Can you afford to let this sedate you, or should it electrify you?
The choice is in your hands. The outcome may not be.
To waste is to bask in inconsequence. The sun on your face burns, too, you know. And yet it’s warm and lovely, and the freckles that form around your nose are precious, and the tan is attractive, and doctors say that vitamin D is good for you.
If you think that embracing inconsequence by default creates space for mortality, then you grossly misunderstand mortality. There is more in this world that is cancerous than what is benign. Abdicating to it, with blind, sun-glassy eyes, is not woke or deep or brave or authentic. It’s wasteful at best, horrifying at worst, and dangerous because the choice blends into the landscape better here.
I am perfect as I am, is not false.
But it quickly morphs into: everything I do is also perfect.
Into: I will always be this way.
Into: My actions are inconsequential because I am untouchable.
It is a small, almost invisible leap from valuing the self to absolving the self. And you choose the slippage. It may not have been vocalized. And it likely wasn’t localized to one incident of indulgence. It spreads.
Is there anything more dissonant than feigning inconsequence while elevating yourself to the status of worship-worthy deity?
Are you lucid? Do I still have you? Can we keep going?
To regret is to drag consequence into inconsequence. Mistakes are not the point of existence, but they are its currency. And while I raise a skeptical brow at anyone who offers a “no regrets” position when it’s clear they haven’t thought about what they truly think, I can appreciate the sentiment. Why bring back into utter consequence what you cannot change? Why dwell on the gravity of a situation that’s no longer potent, much less relevant?
You can choose to dwell on yourself all you want. You can drag yourself through the mud of past mistakes and never let yourself grow out of them. You can believe that this makes you a better person, if you so choose. But it does not mean that there is true consequence in living it again here and now.

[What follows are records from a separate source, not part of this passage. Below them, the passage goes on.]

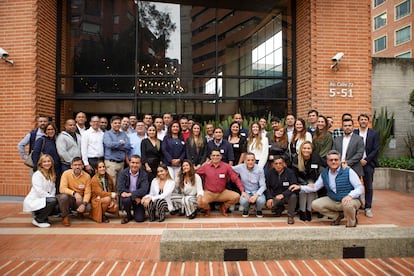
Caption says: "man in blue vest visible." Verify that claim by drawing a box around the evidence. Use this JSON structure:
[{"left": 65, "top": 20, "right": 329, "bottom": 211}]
[{"left": 290, "top": 150, "right": 363, "bottom": 227}]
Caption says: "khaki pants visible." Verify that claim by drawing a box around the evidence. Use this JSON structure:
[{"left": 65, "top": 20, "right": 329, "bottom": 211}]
[
  {"left": 199, "top": 189, "right": 240, "bottom": 210},
  {"left": 312, "top": 196, "right": 361, "bottom": 226},
  {"left": 105, "top": 160, "right": 124, "bottom": 185}
]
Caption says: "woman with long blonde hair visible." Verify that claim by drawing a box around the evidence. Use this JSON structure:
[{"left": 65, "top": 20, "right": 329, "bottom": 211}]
[
  {"left": 23, "top": 154, "right": 57, "bottom": 228},
  {"left": 292, "top": 141, "right": 324, "bottom": 221},
  {"left": 247, "top": 122, "right": 269, "bottom": 169}
]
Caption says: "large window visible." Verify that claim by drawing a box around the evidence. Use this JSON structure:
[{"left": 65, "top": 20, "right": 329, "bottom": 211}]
[
  {"left": 395, "top": 51, "right": 411, "bottom": 58},
  {"left": 395, "top": 26, "right": 411, "bottom": 45},
  {"left": 58, "top": 0, "right": 293, "bottom": 119},
  {"left": 374, "top": 0, "right": 385, "bottom": 7},
  {"left": 395, "top": 0, "right": 411, "bottom": 20},
  {"left": 374, "top": 12, "right": 387, "bottom": 30},
  {"left": 374, "top": 36, "right": 387, "bottom": 53}
]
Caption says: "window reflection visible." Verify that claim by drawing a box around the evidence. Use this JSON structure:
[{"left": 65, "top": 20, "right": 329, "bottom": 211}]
[{"left": 60, "top": 0, "right": 291, "bottom": 117}]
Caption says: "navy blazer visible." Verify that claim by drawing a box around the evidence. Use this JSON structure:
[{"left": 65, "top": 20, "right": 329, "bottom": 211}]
[
  {"left": 332, "top": 134, "right": 364, "bottom": 176},
  {"left": 354, "top": 128, "right": 380, "bottom": 168},
  {"left": 116, "top": 168, "right": 150, "bottom": 200}
]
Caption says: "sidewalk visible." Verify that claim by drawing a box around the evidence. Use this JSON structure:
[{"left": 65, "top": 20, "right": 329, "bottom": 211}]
[{"left": 0, "top": 190, "right": 414, "bottom": 275}]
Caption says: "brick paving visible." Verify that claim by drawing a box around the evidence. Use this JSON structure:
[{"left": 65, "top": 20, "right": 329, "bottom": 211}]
[{"left": 0, "top": 191, "right": 414, "bottom": 275}]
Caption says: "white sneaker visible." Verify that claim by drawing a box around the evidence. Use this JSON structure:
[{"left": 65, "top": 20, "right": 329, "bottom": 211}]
[
  {"left": 365, "top": 208, "right": 373, "bottom": 218},
  {"left": 32, "top": 219, "right": 50, "bottom": 228}
]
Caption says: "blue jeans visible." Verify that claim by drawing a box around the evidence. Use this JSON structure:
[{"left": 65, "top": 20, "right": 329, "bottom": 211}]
[{"left": 239, "top": 192, "right": 266, "bottom": 211}]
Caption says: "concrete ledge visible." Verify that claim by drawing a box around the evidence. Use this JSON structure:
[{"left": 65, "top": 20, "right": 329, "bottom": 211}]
[
  {"left": 160, "top": 227, "right": 414, "bottom": 261},
  {"left": 374, "top": 168, "right": 414, "bottom": 195}
]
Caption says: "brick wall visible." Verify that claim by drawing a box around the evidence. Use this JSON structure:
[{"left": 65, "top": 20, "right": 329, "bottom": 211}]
[
  {"left": 297, "top": 0, "right": 372, "bottom": 127},
  {"left": 0, "top": 0, "right": 56, "bottom": 195}
]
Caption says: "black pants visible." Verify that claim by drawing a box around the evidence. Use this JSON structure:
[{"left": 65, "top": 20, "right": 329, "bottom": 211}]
[
  {"left": 33, "top": 197, "right": 57, "bottom": 223},
  {"left": 120, "top": 197, "right": 145, "bottom": 222}
]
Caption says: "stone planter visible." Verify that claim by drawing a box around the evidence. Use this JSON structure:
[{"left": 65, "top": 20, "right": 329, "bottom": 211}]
[{"left": 374, "top": 168, "right": 414, "bottom": 195}]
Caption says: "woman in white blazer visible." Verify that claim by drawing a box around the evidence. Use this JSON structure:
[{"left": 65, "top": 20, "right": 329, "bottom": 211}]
[{"left": 23, "top": 154, "right": 57, "bottom": 228}]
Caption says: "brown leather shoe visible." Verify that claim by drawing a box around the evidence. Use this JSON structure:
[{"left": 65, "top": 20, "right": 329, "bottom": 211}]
[
  {"left": 331, "top": 212, "right": 344, "bottom": 226},
  {"left": 220, "top": 204, "right": 229, "bottom": 217},
  {"left": 62, "top": 216, "right": 70, "bottom": 226}
]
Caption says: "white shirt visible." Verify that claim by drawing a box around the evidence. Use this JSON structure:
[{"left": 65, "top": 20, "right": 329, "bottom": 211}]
[
  {"left": 81, "top": 127, "right": 104, "bottom": 166},
  {"left": 359, "top": 129, "right": 368, "bottom": 159},
  {"left": 247, "top": 136, "right": 269, "bottom": 169},
  {"left": 341, "top": 133, "right": 352, "bottom": 161}
]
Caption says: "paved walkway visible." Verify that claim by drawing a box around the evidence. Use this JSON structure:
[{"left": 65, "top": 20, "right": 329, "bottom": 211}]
[{"left": 0, "top": 191, "right": 414, "bottom": 275}]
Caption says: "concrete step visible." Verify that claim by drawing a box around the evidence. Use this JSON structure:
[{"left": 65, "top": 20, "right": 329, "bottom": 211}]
[{"left": 160, "top": 226, "right": 414, "bottom": 261}]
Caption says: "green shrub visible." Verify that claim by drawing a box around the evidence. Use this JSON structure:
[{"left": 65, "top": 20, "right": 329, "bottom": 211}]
[{"left": 378, "top": 157, "right": 414, "bottom": 170}]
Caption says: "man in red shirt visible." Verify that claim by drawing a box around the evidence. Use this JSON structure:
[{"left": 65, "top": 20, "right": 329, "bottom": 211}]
[{"left": 197, "top": 149, "right": 247, "bottom": 216}]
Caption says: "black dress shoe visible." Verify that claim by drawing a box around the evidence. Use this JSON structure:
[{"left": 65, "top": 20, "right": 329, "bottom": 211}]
[
  {"left": 188, "top": 211, "right": 197, "bottom": 219},
  {"left": 331, "top": 212, "right": 344, "bottom": 226},
  {"left": 102, "top": 215, "right": 109, "bottom": 223}
]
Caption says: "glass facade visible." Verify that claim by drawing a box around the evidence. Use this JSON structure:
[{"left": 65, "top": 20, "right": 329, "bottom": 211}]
[
  {"left": 395, "top": 26, "right": 411, "bottom": 45},
  {"left": 374, "top": 12, "right": 387, "bottom": 30},
  {"left": 57, "top": 0, "right": 294, "bottom": 120},
  {"left": 374, "top": 36, "right": 387, "bottom": 53},
  {"left": 395, "top": 0, "right": 411, "bottom": 20}
]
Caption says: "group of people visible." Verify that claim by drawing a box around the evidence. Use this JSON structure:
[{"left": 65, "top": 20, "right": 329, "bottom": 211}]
[{"left": 18, "top": 110, "right": 379, "bottom": 227}]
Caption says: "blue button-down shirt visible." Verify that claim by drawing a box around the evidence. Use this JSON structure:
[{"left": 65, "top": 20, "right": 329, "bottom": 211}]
[
  {"left": 103, "top": 129, "right": 131, "bottom": 161},
  {"left": 233, "top": 164, "right": 266, "bottom": 196}
]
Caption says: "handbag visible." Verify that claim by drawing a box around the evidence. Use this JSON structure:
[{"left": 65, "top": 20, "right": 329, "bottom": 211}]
[{"left": 24, "top": 138, "right": 46, "bottom": 168}]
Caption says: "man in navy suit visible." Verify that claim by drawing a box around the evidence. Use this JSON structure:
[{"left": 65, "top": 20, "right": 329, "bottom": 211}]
[
  {"left": 332, "top": 119, "right": 364, "bottom": 177},
  {"left": 354, "top": 114, "right": 379, "bottom": 218}
]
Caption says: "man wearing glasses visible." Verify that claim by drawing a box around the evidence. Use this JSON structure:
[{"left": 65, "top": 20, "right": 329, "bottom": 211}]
[
  {"left": 290, "top": 150, "right": 363, "bottom": 227},
  {"left": 197, "top": 148, "right": 249, "bottom": 217}
]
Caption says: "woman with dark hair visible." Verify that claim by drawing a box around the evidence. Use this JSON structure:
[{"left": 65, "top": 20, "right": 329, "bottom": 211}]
[
  {"left": 23, "top": 154, "right": 57, "bottom": 228},
  {"left": 172, "top": 159, "right": 204, "bottom": 219},
  {"left": 89, "top": 160, "right": 119, "bottom": 223},
  {"left": 32, "top": 123, "right": 61, "bottom": 193},
  {"left": 289, "top": 118, "right": 312, "bottom": 160},
  {"left": 141, "top": 125, "right": 162, "bottom": 183},
  {"left": 312, "top": 115, "right": 333, "bottom": 162},
  {"left": 161, "top": 121, "right": 185, "bottom": 180},
  {"left": 141, "top": 164, "right": 175, "bottom": 222},
  {"left": 292, "top": 141, "right": 324, "bottom": 221},
  {"left": 185, "top": 123, "right": 207, "bottom": 170},
  {"left": 228, "top": 121, "right": 247, "bottom": 165}
]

Sometimes things happen. And because of them, other things happen. And you are still alive. Still breathing.
Real atonement has nothing to do with holding your breath, you know.
Gentle atonement gives space for things to become inconsequential again.
To hesitate is to drown in both. This is where I’m sitting right now, and it’s unsettling. I am letting my life continue without my consent, under the guise of “being patient.”
What more is there to say? This is lackadaisicality at its finest. Inertia at its core. Hauntingly human, and all too easy to step into.
And utterly my choice.
So, we have arrived.
Only arrived is the wrong word, because I wouldn’t dare conclude what has been started.
Are you frightened yet? Terrified yet? Can you feel the tender hands that have been guiding you along? Have you been reconciled to the reality imbued in your fingertips? And do you reverence it?
No book or bylaw states you must get it right.
Your brain may beg you to sometimes.
And when it does, and when you want to listen, there is a simple diagnosis:
At the center of this moment’s universe, are you consequential or inconsequential?
Your marrow spins, whipped like butter, spread thin over the lifetime you’ve been granted.
You are your own. And you soften into place.
You are remarkable and unremarkable; surrender to it.